İman edenler ise hiç şüphe etmeden: “—Lâ ilâhe illa’llàh, muhammeden rasûlü’llàh, âmennâ!” dediler. “Olur!” dediler.
Bugün biz ise el-hamdü lillâh, Allah-u Teàlâ’nın verdiği çeşitli nimetlerle görüyoruz ki, Mekke’ye eskiden üç ayda gidilirken, bu gün üç saate indi iş… Üç ayda gidiyorduk, şimdi üç saatte gidiyoruz. Geçen gelişimde Mekke’de aldığım abdestle sabah namazını orada kıldım, öğle namazına da burada cemaate yetiştim. Bu tabii, Allah-u Tealâ’nın bize verdiği bir lütfu... İnsanların yaptığı bir harika, insanların yaptığı bir şey... E, Allah- u Teàlâ’nın kudreti karşısında, mukayese olunmaz tabiatıyla...
O Efendimiz SAS’in meselâ, Mekke-i Mükerreme’den Kudüs’e kadar gidişi bugün basit bir şey... Yani, kim bilir bir saat sürmez belki… Tayyare ile bir saatte git, bir saatte gel Kudüs denilen yere... Bunda şaşılacak bir şey yok, Allah-u Teàlâ’nın kudreti…
“—Semâvâta urucu?”
O da Allah-u Tealâ’nın kudreti... İnsan kendi kuvvetiyle çıkamaz oraya... Ama Allah-u Teàlâ isterse, çıkarır kulunu... Onun için, bunda şüphemiz yok el-hamdü lillâh. Yalnız, bizim de o mertebeye erişmemizi, Cenâb-ı Hak cümlemize nasib etsin...
O mertebeye ulaşmak için, tayyare gibi uçmak lâzım değil. Yahut kuşlar gibi kanatlanıp da yükseğe çıkmak hüner değil... Allah-u Tealâ’nın emirlerine mutî, Peygamber SAS’in sünnetine mutî, İslâm’ı tam mânâsıyla yaşamayı isteyen insanlara, bu devlet her zaman nasib olur.

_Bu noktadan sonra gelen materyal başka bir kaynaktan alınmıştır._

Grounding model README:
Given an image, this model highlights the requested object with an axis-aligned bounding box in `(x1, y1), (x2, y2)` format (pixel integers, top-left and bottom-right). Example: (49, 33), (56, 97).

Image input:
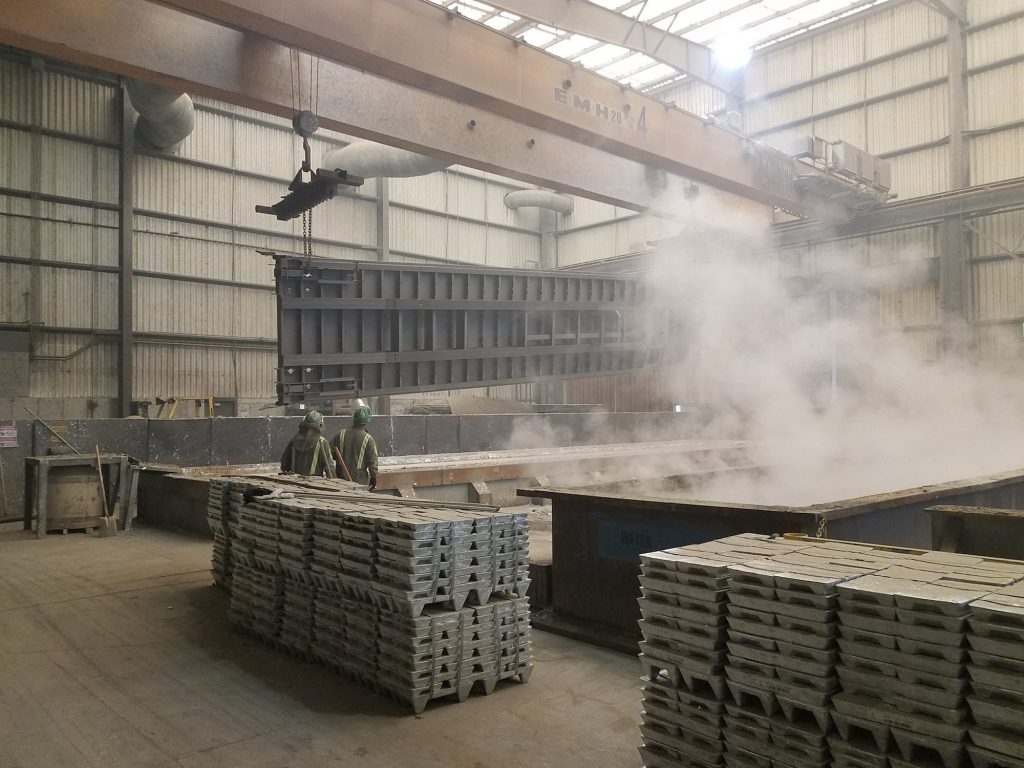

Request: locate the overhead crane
(0, 0), (886, 221)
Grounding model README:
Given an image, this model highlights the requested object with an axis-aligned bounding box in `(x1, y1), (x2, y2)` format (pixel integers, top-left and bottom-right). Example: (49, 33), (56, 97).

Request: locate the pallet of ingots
(206, 477), (231, 590)
(227, 562), (285, 644)
(967, 583), (1024, 768)
(834, 552), (1024, 768)
(639, 536), (823, 768)
(726, 542), (901, 768)
(376, 598), (534, 714)
(209, 477), (532, 712)
(310, 590), (380, 687)
(641, 537), (1024, 768)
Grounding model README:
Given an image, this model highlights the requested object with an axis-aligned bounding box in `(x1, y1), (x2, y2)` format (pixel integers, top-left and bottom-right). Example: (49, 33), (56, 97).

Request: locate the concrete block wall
(0, 413), (697, 520)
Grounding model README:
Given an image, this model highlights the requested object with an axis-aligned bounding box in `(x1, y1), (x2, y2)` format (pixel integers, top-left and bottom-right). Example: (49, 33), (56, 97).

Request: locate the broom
(96, 445), (118, 537)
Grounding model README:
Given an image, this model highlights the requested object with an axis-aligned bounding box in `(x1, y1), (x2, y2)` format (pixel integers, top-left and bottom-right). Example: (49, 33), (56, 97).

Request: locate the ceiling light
(710, 35), (754, 70)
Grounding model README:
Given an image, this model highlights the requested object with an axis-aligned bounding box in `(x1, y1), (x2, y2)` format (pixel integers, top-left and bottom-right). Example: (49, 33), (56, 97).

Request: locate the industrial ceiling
(431, 0), (890, 93)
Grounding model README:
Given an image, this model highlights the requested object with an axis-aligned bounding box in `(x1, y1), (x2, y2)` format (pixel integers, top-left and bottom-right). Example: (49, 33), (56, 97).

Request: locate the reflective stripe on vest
(309, 437), (324, 475)
(338, 429), (370, 469)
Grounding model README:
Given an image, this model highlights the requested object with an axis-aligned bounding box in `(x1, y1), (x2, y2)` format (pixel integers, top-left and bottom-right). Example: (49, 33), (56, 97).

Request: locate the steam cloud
(510, 201), (1024, 506)
(650, 201), (1024, 505)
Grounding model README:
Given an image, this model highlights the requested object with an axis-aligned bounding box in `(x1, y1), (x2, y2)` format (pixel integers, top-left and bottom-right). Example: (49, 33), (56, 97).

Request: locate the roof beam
(481, 0), (742, 98)
(0, 0), (864, 220)
(921, 0), (966, 24)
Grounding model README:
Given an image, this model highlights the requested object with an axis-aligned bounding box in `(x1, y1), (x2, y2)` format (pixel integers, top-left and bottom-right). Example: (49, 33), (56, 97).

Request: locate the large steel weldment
(267, 254), (662, 404)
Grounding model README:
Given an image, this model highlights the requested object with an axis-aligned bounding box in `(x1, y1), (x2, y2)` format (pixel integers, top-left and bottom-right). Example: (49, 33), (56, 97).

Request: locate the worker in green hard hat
(331, 406), (377, 490)
(281, 411), (337, 477)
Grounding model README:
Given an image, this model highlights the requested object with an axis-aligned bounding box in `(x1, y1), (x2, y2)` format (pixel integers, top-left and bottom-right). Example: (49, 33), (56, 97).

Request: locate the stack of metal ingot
(967, 583), (1024, 768)
(835, 552), (1024, 768)
(640, 536), (1024, 768)
(640, 536), (800, 768)
(206, 478), (231, 590)
(274, 500), (316, 656)
(205, 478), (532, 713)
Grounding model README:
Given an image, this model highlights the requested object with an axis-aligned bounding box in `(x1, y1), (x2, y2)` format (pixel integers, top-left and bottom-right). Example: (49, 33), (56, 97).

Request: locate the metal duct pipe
(505, 189), (573, 215)
(321, 141), (452, 178)
(125, 80), (196, 152)
(505, 189), (573, 269)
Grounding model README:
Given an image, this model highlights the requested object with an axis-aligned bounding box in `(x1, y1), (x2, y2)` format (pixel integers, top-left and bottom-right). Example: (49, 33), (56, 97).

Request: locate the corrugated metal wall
(0, 51), (540, 416)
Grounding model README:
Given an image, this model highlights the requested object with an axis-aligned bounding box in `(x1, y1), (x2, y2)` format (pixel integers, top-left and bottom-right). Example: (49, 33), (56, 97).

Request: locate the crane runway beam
(0, 0), (864, 221)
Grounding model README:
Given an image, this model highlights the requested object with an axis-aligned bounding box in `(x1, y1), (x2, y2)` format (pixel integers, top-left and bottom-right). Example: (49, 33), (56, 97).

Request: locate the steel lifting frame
(268, 254), (665, 404)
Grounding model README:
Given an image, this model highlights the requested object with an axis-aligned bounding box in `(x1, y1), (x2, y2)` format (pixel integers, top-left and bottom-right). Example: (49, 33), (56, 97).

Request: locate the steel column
(932, 0), (971, 355)
(377, 176), (391, 261)
(118, 84), (135, 417)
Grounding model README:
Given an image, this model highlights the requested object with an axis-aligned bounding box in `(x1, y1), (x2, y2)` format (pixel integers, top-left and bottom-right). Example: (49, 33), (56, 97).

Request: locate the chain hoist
(256, 51), (362, 253)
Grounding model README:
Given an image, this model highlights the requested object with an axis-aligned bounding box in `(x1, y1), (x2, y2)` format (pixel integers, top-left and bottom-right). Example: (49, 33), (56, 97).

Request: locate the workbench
(25, 454), (136, 539)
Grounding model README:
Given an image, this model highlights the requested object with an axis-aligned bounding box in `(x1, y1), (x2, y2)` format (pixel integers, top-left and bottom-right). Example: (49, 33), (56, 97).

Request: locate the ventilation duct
(125, 80), (196, 152)
(505, 189), (573, 215)
(321, 141), (452, 178)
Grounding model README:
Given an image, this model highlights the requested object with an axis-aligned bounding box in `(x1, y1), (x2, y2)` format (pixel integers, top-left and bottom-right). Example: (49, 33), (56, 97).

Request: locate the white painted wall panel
(40, 72), (121, 141)
(231, 120), (302, 179)
(39, 136), (118, 203)
(864, 44), (949, 97)
(745, 39), (814, 98)
(175, 110), (235, 168)
(0, 59), (32, 124)
(134, 276), (276, 339)
(133, 343), (278, 399)
(810, 110), (868, 147)
(889, 145), (949, 200)
(968, 63), (1024, 129)
(40, 267), (118, 330)
(969, 128), (1024, 184)
(868, 85), (949, 154)
(967, 17), (1024, 67)
(855, 2), (946, 59)
(657, 81), (728, 115)
(811, 22), (865, 77)
(971, 259), (1024, 321)
(811, 72), (867, 114)
(967, 0), (1024, 24)
(0, 263), (32, 323)
(29, 334), (118, 398)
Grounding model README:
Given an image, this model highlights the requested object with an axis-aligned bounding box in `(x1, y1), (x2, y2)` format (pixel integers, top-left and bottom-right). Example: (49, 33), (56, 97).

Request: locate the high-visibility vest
(292, 437), (324, 475)
(338, 429), (370, 469)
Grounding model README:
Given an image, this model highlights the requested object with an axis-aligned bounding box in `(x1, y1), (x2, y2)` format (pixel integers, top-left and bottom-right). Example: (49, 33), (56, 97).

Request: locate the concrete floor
(0, 525), (640, 768)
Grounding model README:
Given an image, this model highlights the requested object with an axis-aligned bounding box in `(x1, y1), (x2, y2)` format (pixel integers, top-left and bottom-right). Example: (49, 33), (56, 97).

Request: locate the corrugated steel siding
(968, 62), (1024, 128)
(557, 216), (681, 266)
(971, 259), (1024, 321)
(856, 2), (946, 59)
(134, 278), (276, 339)
(657, 81), (728, 115)
(970, 128), (1024, 184)
(966, 17), (1024, 68)
(967, 0), (1024, 24)
(133, 343), (278, 399)
(974, 323), (1024, 362)
(40, 72), (121, 141)
(563, 370), (671, 413)
(29, 334), (118, 398)
(866, 84), (949, 155)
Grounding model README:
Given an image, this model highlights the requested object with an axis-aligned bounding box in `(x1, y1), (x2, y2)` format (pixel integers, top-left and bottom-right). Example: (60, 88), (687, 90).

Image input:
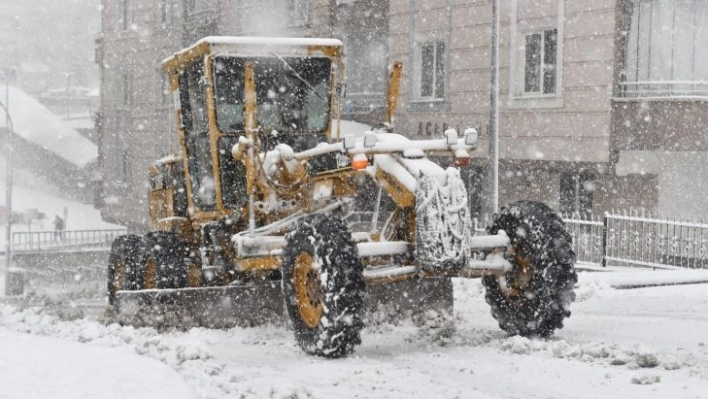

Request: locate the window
(287, 0), (310, 26)
(120, 0), (130, 30)
(560, 173), (595, 215)
(420, 42), (445, 99)
(157, 70), (171, 105)
(214, 57), (332, 135)
(120, 150), (131, 184)
(180, 62), (216, 210)
(623, 0), (708, 96)
(120, 72), (133, 106)
(524, 29), (558, 94)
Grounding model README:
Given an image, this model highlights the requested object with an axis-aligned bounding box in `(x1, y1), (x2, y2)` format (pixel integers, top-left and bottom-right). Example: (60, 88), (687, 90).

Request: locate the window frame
(522, 28), (558, 97)
(507, 0), (567, 110)
(158, 0), (174, 29)
(411, 40), (449, 102)
(120, 71), (133, 108)
(120, 0), (131, 31)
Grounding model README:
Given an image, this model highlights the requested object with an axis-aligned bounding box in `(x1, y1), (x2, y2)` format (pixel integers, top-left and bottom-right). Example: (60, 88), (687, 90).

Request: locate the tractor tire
(282, 215), (366, 358)
(107, 234), (145, 306)
(482, 201), (578, 337)
(141, 231), (189, 289)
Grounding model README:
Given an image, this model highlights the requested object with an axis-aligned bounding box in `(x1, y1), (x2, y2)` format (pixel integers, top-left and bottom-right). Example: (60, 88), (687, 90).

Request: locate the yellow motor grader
(108, 37), (577, 357)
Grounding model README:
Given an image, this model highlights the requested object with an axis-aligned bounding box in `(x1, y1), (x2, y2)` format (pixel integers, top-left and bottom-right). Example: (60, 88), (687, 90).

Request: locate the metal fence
(12, 229), (126, 252)
(475, 211), (708, 269)
(605, 213), (708, 269)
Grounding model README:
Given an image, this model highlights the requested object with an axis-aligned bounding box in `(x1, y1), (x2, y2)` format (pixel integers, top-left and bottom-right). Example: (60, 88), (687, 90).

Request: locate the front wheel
(482, 201), (578, 337)
(282, 216), (366, 358)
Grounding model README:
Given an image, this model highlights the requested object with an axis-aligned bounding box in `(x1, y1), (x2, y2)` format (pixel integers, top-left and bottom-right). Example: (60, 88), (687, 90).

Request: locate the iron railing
(12, 229), (126, 252)
(475, 211), (708, 269)
(563, 213), (605, 265)
(604, 212), (708, 269)
(620, 80), (708, 98)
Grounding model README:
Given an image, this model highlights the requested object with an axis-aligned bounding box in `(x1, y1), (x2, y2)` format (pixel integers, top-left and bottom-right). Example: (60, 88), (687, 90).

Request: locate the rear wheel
(282, 216), (366, 358)
(107, 234), (144, 305)
(482, 201), (578, 337)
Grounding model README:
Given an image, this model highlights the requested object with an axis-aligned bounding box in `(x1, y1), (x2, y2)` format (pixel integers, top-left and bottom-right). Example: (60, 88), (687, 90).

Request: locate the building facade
(98, 0), (708, 228)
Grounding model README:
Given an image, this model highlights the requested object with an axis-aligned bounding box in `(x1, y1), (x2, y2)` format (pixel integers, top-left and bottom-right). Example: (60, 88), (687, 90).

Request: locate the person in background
(54, 215), (64, 240)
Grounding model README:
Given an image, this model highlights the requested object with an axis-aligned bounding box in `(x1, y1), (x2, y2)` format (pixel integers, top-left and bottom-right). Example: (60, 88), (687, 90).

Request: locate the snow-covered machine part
(415, 168), (472, 268)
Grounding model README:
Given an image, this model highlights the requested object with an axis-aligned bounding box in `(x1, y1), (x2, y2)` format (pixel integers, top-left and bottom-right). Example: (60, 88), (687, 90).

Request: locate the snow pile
(0, 329), (194, 399)
(0, 85), (98, 167)
(0, 305), (249, 397)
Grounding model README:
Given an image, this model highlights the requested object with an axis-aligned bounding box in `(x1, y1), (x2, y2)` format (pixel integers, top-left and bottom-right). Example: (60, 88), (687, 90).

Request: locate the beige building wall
(389, 0), (616, 219)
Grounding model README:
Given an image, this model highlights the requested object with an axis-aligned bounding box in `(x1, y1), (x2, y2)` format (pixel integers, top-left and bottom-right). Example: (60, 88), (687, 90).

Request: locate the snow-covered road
(0, 278), (708, 398)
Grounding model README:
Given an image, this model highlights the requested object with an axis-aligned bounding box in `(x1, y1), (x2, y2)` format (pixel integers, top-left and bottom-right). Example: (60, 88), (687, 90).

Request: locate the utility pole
(487, 0), (499, 216)
(3, 72), (14, 271)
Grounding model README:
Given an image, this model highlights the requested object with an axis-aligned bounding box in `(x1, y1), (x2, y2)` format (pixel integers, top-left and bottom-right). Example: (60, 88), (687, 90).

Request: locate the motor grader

Efendimizin Mi’rac’ı, bu kitapla sabit olanı… Her gün Mi’rac’daydı o! Her gün, her anı Mi’rac içerisinde... Fakat
büyüklerimizden de çok Mi’rac edenler olmuştur. Bu Mi’rac denilince, mânevî Mi’racdır. Geceleri rüyalarımızda, biz nerelere gidiyoruz? Bu, oluyor demek ki! Bir an içerisinde gidip geliyoruz. Nasıl gitti? Cesedimizi de orada görüyoruz. Sabahleyin de güzelce
naklediyoruz; filanları, falanları da gördüm, görüştüm diyerekten...
E bu kudreti, Allah-u Teàlâ istediği kullara da veriyor. Onlar da, meleklerle buluşuyorlar yukarlarda; gelip bize anlatıyorlar. Demek ki, olağan şeylerdir. Yalnız, bu olağan olabilmesi için istidat lâzım! Allah bu istidadı bize verirse, biz de nâil oluruz.
Bu istidad ise; Allah-u Tealâ’nın emrini tutmak, yasağından kaçmakla olur. Şu iki iş; emrini tut, yasağından kaç… Bugün bu emrini ancak biz namazda tutuyoruz. Namaz kılıyoruz el-hamdü lillâh… Onun için, “Namazdır mü’minin Mi’racı!” oluyor ama o namazı kılmayı Allah-u Teàlâ cümlemize nasib etsin...
Huzur ve huşu ile namaz kılmak... Yoksa aklımız şurada, aklımız burada... İmam efendi, “Allàhu ekber” diyor, biz de yatıyoruz. İmam, “Semia’llàhu li-men hamideh” diyor, biz de kalkıyoruz. Ama akıllarımız, her birimizinki bir tarafta... Böyle değil... Hakk’ın huzurunda olduğunu mütalaa ederekten, huzur ve huşu içerisinde bir namaz, Mi’rac’dır mü’minler için… Mü’minlerin Mi’racıdır.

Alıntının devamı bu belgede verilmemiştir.